Skip to content

comparing array_record's ArrayRecordDataSource + (grain data loader) to huggingface #143

Closed
@ZurabDz

Description

@ZurabDz

Hello,
I was comparing Hugging Face Datasets to array_record and found some unexpected results. I was wondering if I am using library in a wrong way or this is expected.

cpu type: 11th Gen Intel® Core™ i7-11800H @ 2.30GHz × 16

created array_record data

from array_record.python.array_record_module import ArrayRecordWriter
from datasets import load_dataset

ds = load_dataset("roneneldan/TinyStories")
writer = ArrayRecordWriter('stories.array_record', 'group_size:1')

 for row in tqdm(ds['train']):
     data = json.dumps(row)
     writer.write(data.encode())

writer.close()

now lets try just iterating over it using grain:

This takes around 6 hours to iterate over

from array_record.python.array_record_data_source import ArrayRecordDataSource
import grain.python as grain

source = ArrayRecordDataSource('stories.array_record')
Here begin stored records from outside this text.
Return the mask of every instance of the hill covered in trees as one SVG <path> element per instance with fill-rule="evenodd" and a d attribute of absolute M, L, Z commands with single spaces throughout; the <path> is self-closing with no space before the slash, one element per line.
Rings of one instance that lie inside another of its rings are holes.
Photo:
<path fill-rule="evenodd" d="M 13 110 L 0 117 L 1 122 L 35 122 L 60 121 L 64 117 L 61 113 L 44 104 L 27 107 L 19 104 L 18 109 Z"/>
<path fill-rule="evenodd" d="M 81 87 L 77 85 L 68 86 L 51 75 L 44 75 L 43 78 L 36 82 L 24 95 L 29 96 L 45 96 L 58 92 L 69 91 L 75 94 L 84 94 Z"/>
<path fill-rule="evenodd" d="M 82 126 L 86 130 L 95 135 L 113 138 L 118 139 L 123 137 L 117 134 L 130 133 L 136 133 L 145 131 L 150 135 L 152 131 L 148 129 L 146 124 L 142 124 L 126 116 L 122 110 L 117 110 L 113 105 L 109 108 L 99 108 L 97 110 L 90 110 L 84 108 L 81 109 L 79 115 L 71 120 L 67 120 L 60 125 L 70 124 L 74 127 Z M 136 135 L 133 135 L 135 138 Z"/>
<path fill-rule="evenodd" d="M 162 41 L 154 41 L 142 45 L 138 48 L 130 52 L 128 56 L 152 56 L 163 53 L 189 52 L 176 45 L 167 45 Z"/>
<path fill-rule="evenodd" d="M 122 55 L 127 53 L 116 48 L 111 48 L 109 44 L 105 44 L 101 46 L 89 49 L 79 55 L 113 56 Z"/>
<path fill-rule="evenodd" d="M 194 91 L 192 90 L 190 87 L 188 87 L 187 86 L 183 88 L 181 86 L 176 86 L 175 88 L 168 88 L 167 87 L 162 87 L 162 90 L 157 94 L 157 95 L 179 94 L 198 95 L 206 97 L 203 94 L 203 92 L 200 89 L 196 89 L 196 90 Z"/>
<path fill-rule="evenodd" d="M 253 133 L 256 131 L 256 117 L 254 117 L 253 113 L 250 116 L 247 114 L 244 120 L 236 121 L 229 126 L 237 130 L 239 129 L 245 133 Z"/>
index_sampler_example = grain.IndexSampler(
    num_records=len(source),
    num_epochs=1,
    shard_options=grain.ShardOptions(
        shard_index=0, shard_count=1, drop_remainder=True),
    shuffle=False,
    seed=0)

loader = grain.DataLoader(
    data_source=source,
    sampler=index_sampler_example,
    worker_count=2,
    worker_buffer_size=2,
)

for element in tqdm(loader, total=len(source)):
    a =  element

Okay, now lets just use array_record and exclude grain, this takes around 27 hours

from array_record.python.array_record_module import ArrayRecordReader

reader = ArrayRecordReader('stories.array_record')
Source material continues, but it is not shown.